Todo o discurso do relatório de alerta da Comissão vai, contudo, no sentido da necessidade de incrementar a separação na origem – em casa – e a recolha selectiva, bem como para um aumento das responsabilidades dos produtores de embalagens. No primeiro caso, a Zero insiste nas críticas ao actual sistema, baseado nos ecopontos, e aponta o caminho para a recolha porta-a-porta, que está a ser alargado, em várias zonas urbanas do pais, precisamente para garantir, nesta recta final, o cumprimento das metas. Já em relação ao segundo aspecto, Berkemeier relembra contas feitas no ano passado, em que denunciara a existência de 500 mil toneladas de embalagens que não tinham pago, em 2016, a taxa de reciclagem a que cada produtor está obrigado, para financiar o circuito de reaproveitamento destes materiais.
De fora desta lista de recomendações ficou a adopção de medidas que responsabilizem os cidadãos/consumidores pelo destino a dar aos resíduos que produzem. Em Portugal, a Lipor, por exemplo, desenvolveu uma experiência-piloto de PAYT (Pay As You Throw, ou pague consoante o que deita fora) numa área restrita do concelho da Maia – o concelho campeão da reciclagem na região –, permitindo que três mil munícipes paguem apenas pelo lixo indiferenciado que efectivamente produzem.

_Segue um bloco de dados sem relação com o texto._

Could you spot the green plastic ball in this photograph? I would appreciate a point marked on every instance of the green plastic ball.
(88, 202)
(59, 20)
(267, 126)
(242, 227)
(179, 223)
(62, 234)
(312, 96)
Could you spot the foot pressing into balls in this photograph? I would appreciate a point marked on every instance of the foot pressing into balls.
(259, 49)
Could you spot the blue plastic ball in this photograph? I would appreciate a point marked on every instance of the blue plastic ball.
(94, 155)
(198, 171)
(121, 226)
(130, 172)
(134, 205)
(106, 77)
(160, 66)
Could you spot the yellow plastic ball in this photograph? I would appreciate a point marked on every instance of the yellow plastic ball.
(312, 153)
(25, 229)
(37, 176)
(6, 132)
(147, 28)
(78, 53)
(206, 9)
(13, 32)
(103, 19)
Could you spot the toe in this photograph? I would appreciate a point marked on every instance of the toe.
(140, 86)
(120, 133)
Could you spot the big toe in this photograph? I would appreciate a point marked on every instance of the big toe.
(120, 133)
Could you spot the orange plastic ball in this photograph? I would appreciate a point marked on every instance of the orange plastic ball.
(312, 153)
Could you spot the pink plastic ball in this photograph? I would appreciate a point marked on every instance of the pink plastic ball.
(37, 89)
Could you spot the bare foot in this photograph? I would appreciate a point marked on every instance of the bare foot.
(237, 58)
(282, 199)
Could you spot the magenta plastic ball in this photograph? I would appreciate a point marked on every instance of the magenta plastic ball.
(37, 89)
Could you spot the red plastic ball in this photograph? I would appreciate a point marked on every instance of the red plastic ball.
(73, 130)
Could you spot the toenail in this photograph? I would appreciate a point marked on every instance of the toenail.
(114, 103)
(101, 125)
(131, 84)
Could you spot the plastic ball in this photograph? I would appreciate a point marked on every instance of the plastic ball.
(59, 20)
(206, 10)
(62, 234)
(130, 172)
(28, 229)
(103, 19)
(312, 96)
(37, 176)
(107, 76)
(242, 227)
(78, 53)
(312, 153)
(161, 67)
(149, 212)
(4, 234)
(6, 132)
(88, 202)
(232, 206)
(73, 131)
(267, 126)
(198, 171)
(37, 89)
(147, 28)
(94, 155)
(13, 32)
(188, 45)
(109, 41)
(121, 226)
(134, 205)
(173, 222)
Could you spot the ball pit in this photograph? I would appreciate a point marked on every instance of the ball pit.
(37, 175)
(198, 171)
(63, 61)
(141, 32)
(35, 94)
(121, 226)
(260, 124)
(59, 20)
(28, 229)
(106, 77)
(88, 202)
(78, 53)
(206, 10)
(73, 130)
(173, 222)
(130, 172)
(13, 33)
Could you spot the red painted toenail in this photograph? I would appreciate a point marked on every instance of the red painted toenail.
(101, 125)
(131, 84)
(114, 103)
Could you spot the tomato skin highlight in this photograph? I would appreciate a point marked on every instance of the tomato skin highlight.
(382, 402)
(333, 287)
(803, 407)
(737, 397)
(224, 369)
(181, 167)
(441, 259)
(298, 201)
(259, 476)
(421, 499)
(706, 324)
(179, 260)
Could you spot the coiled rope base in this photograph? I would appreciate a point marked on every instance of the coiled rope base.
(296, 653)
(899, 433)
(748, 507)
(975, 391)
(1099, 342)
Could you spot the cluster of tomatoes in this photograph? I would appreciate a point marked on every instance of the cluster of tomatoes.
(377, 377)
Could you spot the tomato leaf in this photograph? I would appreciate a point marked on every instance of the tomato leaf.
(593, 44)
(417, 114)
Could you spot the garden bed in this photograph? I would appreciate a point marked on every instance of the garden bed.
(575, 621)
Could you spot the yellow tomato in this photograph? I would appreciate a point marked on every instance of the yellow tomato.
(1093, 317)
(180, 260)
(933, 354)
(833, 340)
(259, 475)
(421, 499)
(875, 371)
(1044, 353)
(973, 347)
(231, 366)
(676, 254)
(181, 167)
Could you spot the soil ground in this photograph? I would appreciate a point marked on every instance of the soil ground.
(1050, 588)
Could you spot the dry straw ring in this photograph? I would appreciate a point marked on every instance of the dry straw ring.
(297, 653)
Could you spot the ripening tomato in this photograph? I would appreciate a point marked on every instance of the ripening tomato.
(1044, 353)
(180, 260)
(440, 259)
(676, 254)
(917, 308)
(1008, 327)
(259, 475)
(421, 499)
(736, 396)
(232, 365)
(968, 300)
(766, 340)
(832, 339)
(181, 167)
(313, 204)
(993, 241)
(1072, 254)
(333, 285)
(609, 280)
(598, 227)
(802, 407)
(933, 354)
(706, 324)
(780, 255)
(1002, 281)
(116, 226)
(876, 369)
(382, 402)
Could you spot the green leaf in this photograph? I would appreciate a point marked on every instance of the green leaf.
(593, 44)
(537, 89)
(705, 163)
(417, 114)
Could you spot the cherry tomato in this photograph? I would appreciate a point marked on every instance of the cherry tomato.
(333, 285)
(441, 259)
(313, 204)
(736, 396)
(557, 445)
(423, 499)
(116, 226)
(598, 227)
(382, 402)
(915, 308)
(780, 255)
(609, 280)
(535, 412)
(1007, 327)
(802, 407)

Esta experiência, que merece um apoio generalizado, tarda em ser alargada a mais habitações da região e a outros sistemas e cidades do país, não permitindo, desta forma, que se desligue do consumo de água a taxa paga pelos cidadãos para o tratamento de resíduos, nem que se valorize, na factura mensal, os comportamentos mais amigos do ambiente. No entanto, os ecopontos domésticos que a Lipor está a entregar em várias zonas urbanas da região já vêm equipados com um chip, permitindo, no futuro, a adopção deste tipo de incentivos. Que, com outras medidas, nota Rui Berkemeier, podem ajudar Portugal a sair do grupo de países em risco de falhar as metas para o sector.